O butelo permanece, em boa parte, um segredo bem guardado das famílias de Vinhais e Bragança, o que faz dele um dos produtos tradicionais portugueses com mais potencial por explorar, tanto em termos gastronómicos como culturais.
Como se prepara: o butelo com cascas
A forma mais tradicional de servir o butelo é cozido e acompanhado de cascas, as vagens secas de feijão típicas de Trás-os-Montes, e batata cozida.

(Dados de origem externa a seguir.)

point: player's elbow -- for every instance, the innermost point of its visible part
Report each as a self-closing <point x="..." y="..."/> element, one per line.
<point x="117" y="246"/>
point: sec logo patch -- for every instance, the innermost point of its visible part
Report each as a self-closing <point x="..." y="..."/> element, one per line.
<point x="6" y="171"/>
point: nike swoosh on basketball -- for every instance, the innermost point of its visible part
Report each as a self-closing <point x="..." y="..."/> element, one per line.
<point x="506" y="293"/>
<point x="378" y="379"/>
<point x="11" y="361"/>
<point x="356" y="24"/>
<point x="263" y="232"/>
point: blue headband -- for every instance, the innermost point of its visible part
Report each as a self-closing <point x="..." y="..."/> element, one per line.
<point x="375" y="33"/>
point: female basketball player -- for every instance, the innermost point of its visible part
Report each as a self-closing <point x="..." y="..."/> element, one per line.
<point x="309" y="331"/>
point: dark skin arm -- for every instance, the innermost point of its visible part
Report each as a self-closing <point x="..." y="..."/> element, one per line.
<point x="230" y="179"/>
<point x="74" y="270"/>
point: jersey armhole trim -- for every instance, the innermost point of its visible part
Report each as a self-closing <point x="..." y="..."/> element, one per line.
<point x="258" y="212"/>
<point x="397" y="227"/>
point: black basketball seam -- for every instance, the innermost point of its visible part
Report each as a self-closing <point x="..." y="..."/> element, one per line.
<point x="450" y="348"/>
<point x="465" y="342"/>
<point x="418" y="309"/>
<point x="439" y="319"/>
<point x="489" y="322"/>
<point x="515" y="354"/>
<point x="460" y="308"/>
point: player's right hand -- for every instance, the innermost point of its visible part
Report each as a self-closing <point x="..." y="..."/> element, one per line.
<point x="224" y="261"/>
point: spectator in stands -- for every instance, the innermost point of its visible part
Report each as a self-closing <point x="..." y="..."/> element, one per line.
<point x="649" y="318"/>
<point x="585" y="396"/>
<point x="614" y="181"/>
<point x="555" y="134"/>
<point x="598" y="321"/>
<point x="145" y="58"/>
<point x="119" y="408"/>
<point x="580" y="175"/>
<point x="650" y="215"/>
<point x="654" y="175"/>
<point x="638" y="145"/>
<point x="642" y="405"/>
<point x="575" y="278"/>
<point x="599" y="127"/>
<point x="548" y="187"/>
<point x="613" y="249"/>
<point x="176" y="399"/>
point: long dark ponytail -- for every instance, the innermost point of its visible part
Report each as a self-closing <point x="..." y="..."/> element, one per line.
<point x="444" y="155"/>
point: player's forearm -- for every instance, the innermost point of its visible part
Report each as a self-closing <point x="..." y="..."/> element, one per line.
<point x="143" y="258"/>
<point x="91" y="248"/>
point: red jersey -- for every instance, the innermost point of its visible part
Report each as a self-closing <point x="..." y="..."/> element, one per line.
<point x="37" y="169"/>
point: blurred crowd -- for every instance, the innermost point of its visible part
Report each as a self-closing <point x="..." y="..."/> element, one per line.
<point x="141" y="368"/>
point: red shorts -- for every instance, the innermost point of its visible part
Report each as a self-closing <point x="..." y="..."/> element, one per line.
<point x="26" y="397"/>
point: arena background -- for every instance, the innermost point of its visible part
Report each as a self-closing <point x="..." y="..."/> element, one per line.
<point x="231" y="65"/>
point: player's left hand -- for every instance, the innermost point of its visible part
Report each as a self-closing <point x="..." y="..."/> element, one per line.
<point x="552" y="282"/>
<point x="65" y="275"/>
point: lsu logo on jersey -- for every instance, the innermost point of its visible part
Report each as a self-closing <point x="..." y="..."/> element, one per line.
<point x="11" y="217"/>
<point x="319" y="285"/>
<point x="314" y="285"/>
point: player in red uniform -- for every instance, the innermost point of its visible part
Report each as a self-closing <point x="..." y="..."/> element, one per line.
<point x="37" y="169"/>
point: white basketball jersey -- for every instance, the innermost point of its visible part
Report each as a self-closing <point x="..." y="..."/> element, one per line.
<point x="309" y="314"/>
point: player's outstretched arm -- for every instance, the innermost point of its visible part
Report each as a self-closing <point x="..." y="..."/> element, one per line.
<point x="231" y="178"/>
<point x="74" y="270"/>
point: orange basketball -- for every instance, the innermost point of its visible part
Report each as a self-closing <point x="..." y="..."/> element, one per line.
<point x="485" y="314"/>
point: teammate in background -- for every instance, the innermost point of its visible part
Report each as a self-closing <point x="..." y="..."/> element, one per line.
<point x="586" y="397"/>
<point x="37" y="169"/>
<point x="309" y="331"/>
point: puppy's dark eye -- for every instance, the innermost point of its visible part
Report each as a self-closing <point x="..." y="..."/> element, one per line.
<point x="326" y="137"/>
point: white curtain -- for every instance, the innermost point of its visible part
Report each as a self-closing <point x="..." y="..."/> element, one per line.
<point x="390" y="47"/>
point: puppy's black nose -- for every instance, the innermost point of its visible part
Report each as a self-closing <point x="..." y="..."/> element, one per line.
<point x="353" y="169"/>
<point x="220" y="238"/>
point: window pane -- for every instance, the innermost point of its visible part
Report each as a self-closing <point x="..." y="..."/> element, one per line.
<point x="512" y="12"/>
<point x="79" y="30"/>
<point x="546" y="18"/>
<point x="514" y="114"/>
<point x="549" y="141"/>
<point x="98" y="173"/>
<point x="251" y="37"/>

Deixamos a receita clássica, pensada para respeitar o método transmitido de geração em geração nas cozinhas da região.
INGREDIENTES
- 1 butelo de Vinhais, cerca de 1 kg
- 400 g de cascas (vagens de feijão seco) demolhadas de véspera
- 1 kg de batatas
- 2 folhas de couve opcional
- Q.b. de sal
PREPARAÇÃO
- Coloque o butelo numa panela grande com água fria e leve a ferver.
- Deixe cozer em lume brando durante cerca de 1 hora e meia, trocando a água a meio da cozedura.
- Escorra as cascas demolhadas e junte-as à panela com o butelo, com água nova a cobrir tudo.
- Deixe cozer mais cerca de 1 hora, até as cascas ficarem macias.
- Junte as batatas descascadas e inteiras, e a couve, se usar, e deixe cozer mais 20 a 25 minutos.
- Retifique o sal, corte o butelo em fatias e sirva com as cascas, a batata e a couve.
DICAS
. As cascas devem ser demolhadas na véspera, em água fria.
. Troque a água de cozedura do butelo a meio do processo, para suavizar o sabor a fumado.
. Sirva com broa de milho, como é tradição na região.
Se gosta de descobrir tradições portuguesas pouco conhecidas, vale a pena explorar também a história do litão de Olhão, outro produto que nasceu do aproveitamento e se tornou tradição.
Um património que vale a pena preservar
O butelo de Vinhais representa, talvez melhor do que qualquer outro enchido português, a filosofia de aproveitamento total que definiu a cozinha rural durante séculos.
Numa época em que o desperdício alimentar volta a ser tema central de discussão, redescobrir pratos como este, nascidos precisamente da necessidade de não desperdiçar nada, ganha um significado que vai muito além da nostalgia gastronómica.
Butelo, bucho ou chouriço de ossos: qual a diferença?
Uma das confusões mais comuns sobre este produto tem que ver com os vários nomes que recebe consoante o invólucro utilizado no fabrico.
Quando é cheio na tripa grossa do intestino, chama-se tradicionalmente palaio ou chouriço de ossos.
Quando é cheio no estômago do porco, recebe o nome de bucho.
E quando é cheio na bexiga, mantém o nome de butelo, o mais conhecido e utilizado dos três.
Apesar dos nomes diferentes, a composição e o método de fabrico são praticamente idênticos, variando sobretudo a forma final do enchido e, ligeiramente, a textura da pele exterior após a fumagem.
Onde encontrar e como reconhecer um bom butelo
O butelo de Vinhais encontra-se sobretudo em talhos e charcutarias tradicionais dos concelhos de Vinhais e Bragança, especialmente nas semanas que antecedem o Carnaval, altura de maior procura.
Um bom butelo deve ter uma cor que varia entre o amarelado e o castanho-escuro, consoante o tempo de fumagem, e um aroma fumado persistente mas equilibrado, nunca demasiado acre.
A presença visível de pedaços de osso é normal e esperada, fazendo parte da textura característica do produto, e não deve ser confundida com um defeito de fabrico.
Vale a pena procurar produtores certificados pela Indicação Geográfica Protegida, identificáveis pelo selo oficial na embalagem, uma garantia de que o produto segue o método tradicional e utiliza carne de porco bísaro ou cruzamento com pelo menos 50% desta raça autóctone.
Fora da região de origem, algumas lojas gourmet especializadas em produtos tradicionais portugueses também disponibilizam butelo certificado, permitindo experimentar esta tradição transmontana sem necessidade de viajar até Trás-os-Montes.